Biochem J. 2020 Dec;477(24):4797-4810. doi: 10.1042/BCJ20200800. Epub 2020 Dec 24.
- PubMed ID
- 33258913 [ View in PubMed]
- Abstract
The exocyclic amines of nucleobases can undergo deamination by various DNA damaging agents such as reactive oxygen species, nitric oxide, and water. The deamination of guanine and adenine generates the promutagenic xanthine and hypoxanthine, respectively. The exocyclic amines of bases in DNA are hydrogen bond donors, while the carbonyl moiety generated by the base deamination acts as hydrogen bond acceptors, which can alter base pairing properties of the purines.

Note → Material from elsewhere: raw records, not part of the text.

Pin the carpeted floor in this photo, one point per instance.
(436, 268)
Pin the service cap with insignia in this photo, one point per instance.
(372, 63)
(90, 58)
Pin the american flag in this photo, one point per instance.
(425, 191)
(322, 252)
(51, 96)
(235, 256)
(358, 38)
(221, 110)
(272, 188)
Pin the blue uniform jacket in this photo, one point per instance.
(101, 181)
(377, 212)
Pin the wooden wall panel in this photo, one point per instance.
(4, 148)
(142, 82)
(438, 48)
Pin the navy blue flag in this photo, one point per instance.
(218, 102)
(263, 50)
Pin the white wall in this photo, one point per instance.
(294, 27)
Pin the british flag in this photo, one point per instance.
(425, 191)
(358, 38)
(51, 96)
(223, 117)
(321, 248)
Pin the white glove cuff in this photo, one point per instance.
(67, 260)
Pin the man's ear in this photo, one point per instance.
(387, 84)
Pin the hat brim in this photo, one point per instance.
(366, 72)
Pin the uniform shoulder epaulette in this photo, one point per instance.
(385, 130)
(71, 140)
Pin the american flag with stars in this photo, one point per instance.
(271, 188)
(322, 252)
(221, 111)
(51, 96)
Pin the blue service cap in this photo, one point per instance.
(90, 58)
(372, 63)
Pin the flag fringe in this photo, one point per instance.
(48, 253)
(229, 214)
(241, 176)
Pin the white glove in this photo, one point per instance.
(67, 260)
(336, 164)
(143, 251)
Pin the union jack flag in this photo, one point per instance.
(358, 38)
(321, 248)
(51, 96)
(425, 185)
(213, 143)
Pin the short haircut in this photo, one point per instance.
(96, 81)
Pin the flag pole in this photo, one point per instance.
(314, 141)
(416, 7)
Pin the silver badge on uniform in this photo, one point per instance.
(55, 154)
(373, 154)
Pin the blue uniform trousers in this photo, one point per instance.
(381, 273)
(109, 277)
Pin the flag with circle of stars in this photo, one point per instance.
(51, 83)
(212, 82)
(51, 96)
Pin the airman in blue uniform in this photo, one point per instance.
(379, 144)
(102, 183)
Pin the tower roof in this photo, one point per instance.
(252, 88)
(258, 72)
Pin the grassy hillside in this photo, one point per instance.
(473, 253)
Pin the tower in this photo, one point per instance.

Xanthine is known to base pair with both cytosine and thymine, while hypoxanthine predominantly pairs with cytosine to promote A to G mutations. Despite the known promutagenicity of the major deaminated purines, structures of DNA polymerase bypassing these lesions have not been reported. To gain insights into the deaminated-induced mutagenesis, we solved crystal structures of human DNA polymerase eta (poleta) catalyzing across xanthine and hypoxanthine. In the catalytic site of poleta, the deaminated guanine (i.e., xanthine) forms three Watson-Crick-like hydrogen bonds with an incoming dCTP, indicating the O2-enol tautomer of xanthine involves in the base pairing. The formation of the enol tautomer appears to be promoted by the minor groove contact by Gln38 of poleta. When hypoxanthine is at the templating position, the deaminated adenine uses its O6-keto tautomer to form two Watson-Crick hydrogen bonds with an incoming dCTP, providing the structural basis for the high promutagenicity of hypoxanthine.